Project 4: System Resource Monitor
Build a CLI monitor that samples CPU load, memory usage, and disk usage at fixed intervals and writes clean CSV output for analysis.
Quick Reference
| Attribute | Value |
|---|---|
| Difficulty | Level 2: Intermediate |
| Time Estimate | 8 to 12 hours |
| Main Programming Language | Bash |
| Alternative Programming Languages | Python, Go |
| Coolness Level | Level 2: Practical and Useful |
| Business Potential | Level 3: Service & Support |
| Prerequisites | Shell basics, basic understanding of CPU/memory terms |
| Key Topics | /proc metrics, load average vs CPU usage, memory/disk parsing, CSV logging, sampling intervals |
1. Learning Objectives
By completing this project, you will:
- Interpret system metrics correctly (load average, memory usage, disk usage).
- Extract numeric values from command output reliably.
- Produce a clean CSV time series with consistent timestamps.
- Understand sampling intervals and their trade-offs.
- Build a monitor that runs for long periods without corrupting output.
2. All Theory Needed (Per-Concept Breakdown)
Concept 1: System Metrics and the /proc Interface
Fundamentals
Linux exposes system metrics through both commands (free, df, uptime) and virtual files in /proc. These numbers are not arbitrary; they reflect how the kernel measures load, memory, and disk usage. Load average is not the same as CPU utilization: it represents the number of runnable or waiting processes over time. Memory usage includes caches and buffers, which are reclaimable. Disk usage is typically measured by filesystem statistics, not by raw disk size. If you misunderstand these metrics, your monitoring script will produce misleading results. This concept gives you the mental model needed to interpret the numbers correctly.

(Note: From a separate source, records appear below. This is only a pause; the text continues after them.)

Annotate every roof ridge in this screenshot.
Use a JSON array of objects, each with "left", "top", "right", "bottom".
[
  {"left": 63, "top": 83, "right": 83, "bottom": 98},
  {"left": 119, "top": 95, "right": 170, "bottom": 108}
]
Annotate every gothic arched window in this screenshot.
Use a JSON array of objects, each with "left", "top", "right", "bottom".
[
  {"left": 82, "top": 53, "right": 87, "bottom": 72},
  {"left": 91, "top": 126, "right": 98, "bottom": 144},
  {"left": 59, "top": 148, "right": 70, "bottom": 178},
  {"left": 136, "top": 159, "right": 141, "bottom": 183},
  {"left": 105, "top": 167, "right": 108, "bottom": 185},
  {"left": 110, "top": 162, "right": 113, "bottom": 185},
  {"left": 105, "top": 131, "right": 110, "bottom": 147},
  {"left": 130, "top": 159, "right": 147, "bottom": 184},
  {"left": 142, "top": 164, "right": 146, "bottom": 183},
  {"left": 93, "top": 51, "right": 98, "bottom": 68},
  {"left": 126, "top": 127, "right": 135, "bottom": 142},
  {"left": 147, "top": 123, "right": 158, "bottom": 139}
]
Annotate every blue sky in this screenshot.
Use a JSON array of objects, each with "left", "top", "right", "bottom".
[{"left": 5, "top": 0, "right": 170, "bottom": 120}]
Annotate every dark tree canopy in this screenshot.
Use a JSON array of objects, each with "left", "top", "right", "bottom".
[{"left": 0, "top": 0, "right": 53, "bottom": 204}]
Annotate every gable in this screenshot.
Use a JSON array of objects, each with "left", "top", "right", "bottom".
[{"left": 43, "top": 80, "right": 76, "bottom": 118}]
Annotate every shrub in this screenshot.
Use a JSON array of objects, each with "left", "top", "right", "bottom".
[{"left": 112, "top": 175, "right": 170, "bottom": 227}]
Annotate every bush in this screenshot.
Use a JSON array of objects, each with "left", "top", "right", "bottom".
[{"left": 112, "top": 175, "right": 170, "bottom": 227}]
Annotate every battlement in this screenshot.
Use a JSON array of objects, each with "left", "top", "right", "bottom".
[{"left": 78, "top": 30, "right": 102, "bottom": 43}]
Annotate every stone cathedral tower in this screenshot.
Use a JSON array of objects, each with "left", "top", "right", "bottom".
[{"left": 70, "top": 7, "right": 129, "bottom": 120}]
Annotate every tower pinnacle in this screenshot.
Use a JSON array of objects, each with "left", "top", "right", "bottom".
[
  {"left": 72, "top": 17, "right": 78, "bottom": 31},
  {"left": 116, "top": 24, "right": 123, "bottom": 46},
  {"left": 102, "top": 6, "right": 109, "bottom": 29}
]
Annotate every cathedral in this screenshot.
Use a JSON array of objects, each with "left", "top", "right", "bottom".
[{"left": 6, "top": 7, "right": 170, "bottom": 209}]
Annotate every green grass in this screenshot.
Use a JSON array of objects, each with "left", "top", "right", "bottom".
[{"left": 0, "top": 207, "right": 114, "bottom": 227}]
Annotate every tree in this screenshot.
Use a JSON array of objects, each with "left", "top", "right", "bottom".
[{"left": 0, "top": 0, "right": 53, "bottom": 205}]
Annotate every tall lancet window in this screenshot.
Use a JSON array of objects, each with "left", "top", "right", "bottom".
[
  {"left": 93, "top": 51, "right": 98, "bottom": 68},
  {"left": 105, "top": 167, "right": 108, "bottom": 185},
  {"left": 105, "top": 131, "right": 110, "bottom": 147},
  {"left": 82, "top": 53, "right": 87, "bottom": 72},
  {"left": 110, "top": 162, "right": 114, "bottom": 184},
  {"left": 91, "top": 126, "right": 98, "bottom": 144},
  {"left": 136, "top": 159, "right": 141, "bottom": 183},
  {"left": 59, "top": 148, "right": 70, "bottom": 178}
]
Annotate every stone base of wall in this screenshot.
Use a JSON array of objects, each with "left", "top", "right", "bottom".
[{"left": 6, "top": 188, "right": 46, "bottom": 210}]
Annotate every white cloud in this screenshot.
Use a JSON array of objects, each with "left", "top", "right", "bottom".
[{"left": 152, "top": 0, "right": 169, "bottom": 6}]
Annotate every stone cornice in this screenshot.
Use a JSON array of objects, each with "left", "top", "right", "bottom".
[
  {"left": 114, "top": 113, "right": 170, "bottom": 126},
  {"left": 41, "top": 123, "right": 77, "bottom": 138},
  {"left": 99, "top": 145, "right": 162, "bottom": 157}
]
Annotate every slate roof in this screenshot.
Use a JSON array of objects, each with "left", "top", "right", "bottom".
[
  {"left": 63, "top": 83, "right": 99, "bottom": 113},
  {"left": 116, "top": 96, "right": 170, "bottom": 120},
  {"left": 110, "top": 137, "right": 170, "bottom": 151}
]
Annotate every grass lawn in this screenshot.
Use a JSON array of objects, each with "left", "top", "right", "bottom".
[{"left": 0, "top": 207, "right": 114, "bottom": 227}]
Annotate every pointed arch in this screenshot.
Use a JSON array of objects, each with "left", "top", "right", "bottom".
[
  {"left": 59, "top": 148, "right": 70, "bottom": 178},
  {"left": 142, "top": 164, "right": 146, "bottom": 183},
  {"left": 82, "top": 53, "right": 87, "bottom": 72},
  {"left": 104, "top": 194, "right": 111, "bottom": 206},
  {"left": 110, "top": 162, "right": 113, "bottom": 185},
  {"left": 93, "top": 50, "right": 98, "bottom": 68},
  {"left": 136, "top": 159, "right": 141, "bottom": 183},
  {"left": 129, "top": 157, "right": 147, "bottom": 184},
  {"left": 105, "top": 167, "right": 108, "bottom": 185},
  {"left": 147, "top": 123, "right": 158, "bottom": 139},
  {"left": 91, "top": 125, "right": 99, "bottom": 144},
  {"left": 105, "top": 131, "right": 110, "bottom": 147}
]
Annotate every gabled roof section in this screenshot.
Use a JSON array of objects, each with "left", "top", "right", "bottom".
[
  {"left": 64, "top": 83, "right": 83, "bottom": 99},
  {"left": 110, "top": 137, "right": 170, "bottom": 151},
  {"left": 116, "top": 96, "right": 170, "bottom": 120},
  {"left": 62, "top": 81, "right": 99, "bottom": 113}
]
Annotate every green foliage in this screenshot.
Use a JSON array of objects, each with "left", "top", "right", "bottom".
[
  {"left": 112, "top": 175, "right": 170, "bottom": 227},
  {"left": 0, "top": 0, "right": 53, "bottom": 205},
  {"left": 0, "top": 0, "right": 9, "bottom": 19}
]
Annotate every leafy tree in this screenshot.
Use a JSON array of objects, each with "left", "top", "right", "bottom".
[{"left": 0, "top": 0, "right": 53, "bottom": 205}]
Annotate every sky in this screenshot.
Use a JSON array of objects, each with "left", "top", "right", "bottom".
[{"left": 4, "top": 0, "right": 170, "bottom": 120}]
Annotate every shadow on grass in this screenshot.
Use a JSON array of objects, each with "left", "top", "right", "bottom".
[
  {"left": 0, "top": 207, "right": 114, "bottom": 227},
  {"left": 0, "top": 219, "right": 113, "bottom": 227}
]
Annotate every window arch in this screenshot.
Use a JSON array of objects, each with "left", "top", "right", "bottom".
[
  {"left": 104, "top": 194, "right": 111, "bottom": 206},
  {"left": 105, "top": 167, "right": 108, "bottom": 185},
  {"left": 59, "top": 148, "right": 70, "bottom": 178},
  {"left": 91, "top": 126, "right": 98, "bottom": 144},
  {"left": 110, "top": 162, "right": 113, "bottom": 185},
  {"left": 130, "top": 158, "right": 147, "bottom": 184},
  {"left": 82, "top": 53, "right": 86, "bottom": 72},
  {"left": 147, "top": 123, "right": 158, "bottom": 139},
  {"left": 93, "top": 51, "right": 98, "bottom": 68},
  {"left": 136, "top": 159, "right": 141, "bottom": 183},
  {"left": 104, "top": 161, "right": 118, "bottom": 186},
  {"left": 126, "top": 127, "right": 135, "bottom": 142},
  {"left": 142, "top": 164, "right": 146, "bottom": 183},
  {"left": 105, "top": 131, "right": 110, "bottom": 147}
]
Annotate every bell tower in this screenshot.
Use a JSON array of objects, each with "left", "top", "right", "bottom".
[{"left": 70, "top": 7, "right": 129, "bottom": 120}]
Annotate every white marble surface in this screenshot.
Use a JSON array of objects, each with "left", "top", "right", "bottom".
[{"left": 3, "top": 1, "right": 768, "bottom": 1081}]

Deep Dive into the Concept
The /proc filesystem is a pseudo-filesystem provided by the kernel. Files like /proc/loadavg and /proc/meminfo are generated on the fly and contain real-time system data. /proc/loadavg includes the 1, 5, and 15-minute load averages. A load average of 1.0 means, on a single-core system, that there is on average one runnable process. On multi-core systems, a load of 1.0 may indicate idle capacity. This is why load must be interpreted relative to CPU count. It is common to compute load / cores to determine relative saturation.
Memory metrics are also nuanced. free reports total, used, and available memory. The “used” number includes caches and buffers, which are not necessarily a problem because the kernel can reclaim them. The available field is often the most meaningful because it estimates how much memory is actually available for new workloads. If you simply compute used/total, you might overstate memory pressure. A monitoring script should choose a metric and explain it. For this project, you can compute used_percent as 100 * (total - available) / total to reflect pressure rather than raw usage.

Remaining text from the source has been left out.